If I had done that, I think I would have been trying to shame the students. To push them to see that if they didn’t pick up the work someone else would have to. But I’ve thought a lot about that woman, and I think she was doing something better. She wanted the room clean. Perhaps wanting the room clean, wanting that clearly, meant that she wanted to sweep. Or perhaps not: perhaps what she wanted wasn’t her focus just then, the room was. I wish she had said something before walking out, something I could think about. She didn’t. If she had, I wonder if it would have been, “There’s no shame in being one who works.” Perhaps, better, she would have said that there is pride.

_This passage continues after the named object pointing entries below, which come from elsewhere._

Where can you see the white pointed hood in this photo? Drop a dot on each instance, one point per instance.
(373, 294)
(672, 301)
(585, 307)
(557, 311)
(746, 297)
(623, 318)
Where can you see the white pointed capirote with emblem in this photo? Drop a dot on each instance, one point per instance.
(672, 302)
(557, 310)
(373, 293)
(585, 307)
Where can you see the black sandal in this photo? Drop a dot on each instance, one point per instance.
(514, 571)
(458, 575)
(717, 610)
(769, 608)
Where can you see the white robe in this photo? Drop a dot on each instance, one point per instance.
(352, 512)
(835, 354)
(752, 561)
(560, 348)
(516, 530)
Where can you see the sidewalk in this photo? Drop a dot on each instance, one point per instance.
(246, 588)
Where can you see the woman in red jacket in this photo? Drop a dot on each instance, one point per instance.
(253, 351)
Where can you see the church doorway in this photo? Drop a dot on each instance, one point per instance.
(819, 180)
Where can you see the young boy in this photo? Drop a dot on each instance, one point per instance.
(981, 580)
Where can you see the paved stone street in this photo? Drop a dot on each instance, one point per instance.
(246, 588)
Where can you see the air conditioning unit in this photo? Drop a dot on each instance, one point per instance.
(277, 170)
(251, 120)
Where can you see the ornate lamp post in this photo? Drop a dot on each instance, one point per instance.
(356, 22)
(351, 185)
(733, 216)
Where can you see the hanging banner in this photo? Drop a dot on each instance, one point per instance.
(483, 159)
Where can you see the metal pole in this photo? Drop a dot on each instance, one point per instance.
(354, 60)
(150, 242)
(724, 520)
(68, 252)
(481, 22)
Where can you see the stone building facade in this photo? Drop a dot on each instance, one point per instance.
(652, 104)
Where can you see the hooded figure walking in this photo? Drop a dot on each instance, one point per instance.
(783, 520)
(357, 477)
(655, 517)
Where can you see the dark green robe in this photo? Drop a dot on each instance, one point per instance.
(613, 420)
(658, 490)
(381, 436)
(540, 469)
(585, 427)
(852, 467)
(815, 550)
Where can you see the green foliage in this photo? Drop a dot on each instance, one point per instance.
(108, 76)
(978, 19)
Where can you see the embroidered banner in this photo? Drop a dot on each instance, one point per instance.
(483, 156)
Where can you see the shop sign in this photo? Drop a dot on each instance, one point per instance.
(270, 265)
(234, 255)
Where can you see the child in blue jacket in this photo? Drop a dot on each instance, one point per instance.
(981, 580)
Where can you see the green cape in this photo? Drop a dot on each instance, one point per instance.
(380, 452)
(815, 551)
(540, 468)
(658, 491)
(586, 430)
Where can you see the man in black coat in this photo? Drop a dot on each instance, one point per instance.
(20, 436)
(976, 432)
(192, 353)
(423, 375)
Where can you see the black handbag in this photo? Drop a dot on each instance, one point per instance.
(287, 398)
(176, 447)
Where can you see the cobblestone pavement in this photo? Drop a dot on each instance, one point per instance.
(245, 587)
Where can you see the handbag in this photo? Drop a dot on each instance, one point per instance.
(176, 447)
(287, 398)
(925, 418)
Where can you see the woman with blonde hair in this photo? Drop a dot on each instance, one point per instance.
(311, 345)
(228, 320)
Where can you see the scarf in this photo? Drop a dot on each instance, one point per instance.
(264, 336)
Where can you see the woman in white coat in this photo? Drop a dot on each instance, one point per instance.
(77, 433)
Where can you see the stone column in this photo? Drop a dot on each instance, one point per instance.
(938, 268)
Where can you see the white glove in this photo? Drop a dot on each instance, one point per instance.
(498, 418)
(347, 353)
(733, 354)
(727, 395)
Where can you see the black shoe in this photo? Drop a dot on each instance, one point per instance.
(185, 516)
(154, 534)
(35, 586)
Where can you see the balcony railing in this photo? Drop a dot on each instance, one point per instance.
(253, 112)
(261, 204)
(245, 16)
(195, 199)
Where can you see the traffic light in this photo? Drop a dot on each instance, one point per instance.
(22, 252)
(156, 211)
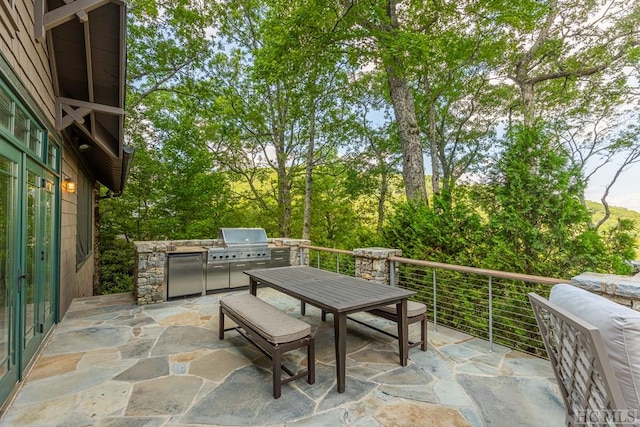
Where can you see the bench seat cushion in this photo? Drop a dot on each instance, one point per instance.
(274, 325)
(619, 328)
(413, 308)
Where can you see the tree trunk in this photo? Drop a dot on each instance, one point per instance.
(306, 227)
(409, 132)
(384, 185)
(528, 103)
(433, 143)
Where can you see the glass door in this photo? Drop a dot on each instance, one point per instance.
(28, 215)
(9, 260)
(37, 287)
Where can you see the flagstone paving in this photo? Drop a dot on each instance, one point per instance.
(112, 363)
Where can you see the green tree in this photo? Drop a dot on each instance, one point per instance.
(536, 223)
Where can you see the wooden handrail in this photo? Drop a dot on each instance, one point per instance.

Sometimes we think of certain work as “lowly,” as beneath us. Wordsworth says that the noblest hearts remember to kneel and sweep. Perhaps that connection between pride, position, privilege and work can help to heal us, in little moments and in big ones. Last year, a student pointed out that Macbeth seems more interested in being king than in “king-ing;” in doing the work of a king. Perhaps (the student said) that’s where all the bloodshed began. I wonder what would have happened if Macbeth had found worth and pride in a broom instead of in his ambition. I wonder.
And I’m looking forward to brushing my teeth tonight.